The Count and Lolya appeared beside her, having come down together. He grinned at Anne, and she knew by the cold air on her teeth that she was grinning too, in a ridiculous, exhilarated fashion.

‘You were shrieking all the way down,’ he said.

‘Was I? I didn’t know.’

‘Again! Papa, again!’ Lolya cried urgently, tugging her father’s sleeve. Uncle Petya appeared with Natasha.

‘Just once more, then,’ the Count said. ‘Coming, Anna?’

‘Certainly,’ she said. ‘And I won’t scream this time.’

The same fear and excitement as before; and as she hurtled down, Anne could feel herself shrieking, though she could not hear it, and could not have stopped herself. ‘It’s better than galloping on a fast horse,’ she said afterwards.

‘Not better – different,’ the Count said.

‘Again, Papa! I want to go again!’ Lolya shrieked.

Anne shook her head involuntarily – the child seemed too excited – and the Count hesitated too, but Natasha was tugging at Uncle Petya’s sleeve, her face turned up urgently like a pink flower, and he said, ‘Oh, once more won’t hurt them, Nikolasha.’ He touched Natasha’s head. ‘You’d like to go just once more, wouldn’t you, Nashka maya?’

‘Very well, but this is the last,’ the Count said.

‘Enough for me,’ Anne said. ‘I’ll wait here.’ Her legs were trembling. She caught the Count’s eye, pleading caution. It was too exciting to be entirely safe.

She stood at the bottom of the slope, waiting for them to appear up above. It looked very far away, and it was hard to tell one black shape from another in the crowd at the top by the wavering light of the torches. Each sled as it came down made a thud and a hard swishing sound; a hurtling, rigid bundle of colour with a pink circle at the top of it. All around her there were people talking, laughing, shouting to one another; stall holders crying their wares; music from three different bands crashing together like waves hitting a rock; and suddenly all the sounds merged into something solid, a single seamless thing, like a wall of silence.

In that silence, she saw the Count and Uncle Petya with the children starting down.
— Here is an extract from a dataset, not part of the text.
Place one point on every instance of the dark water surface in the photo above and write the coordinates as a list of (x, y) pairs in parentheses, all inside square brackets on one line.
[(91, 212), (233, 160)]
They were too small and bundled up for her to be able to recognise their features, but she knew it was them; and with another part of her attention she saw also the two young men, laughing and probably drunk, run on to the slope from the bottom, towing their toboggans, trying to climb upwards, slipping back helplessly and falling over on the glassy surface. It all happened so quickly, that she could not understand afterwards how there seemed to be time to notice everything: the thin, fair beard of one young man, and the slate-blue colour of the other’s greatcoat, and his gloved hand dark like a starfish against the ice as he fell sprawling, the bottle he had been holding slithering and spinning like a live thing down the slope away from him.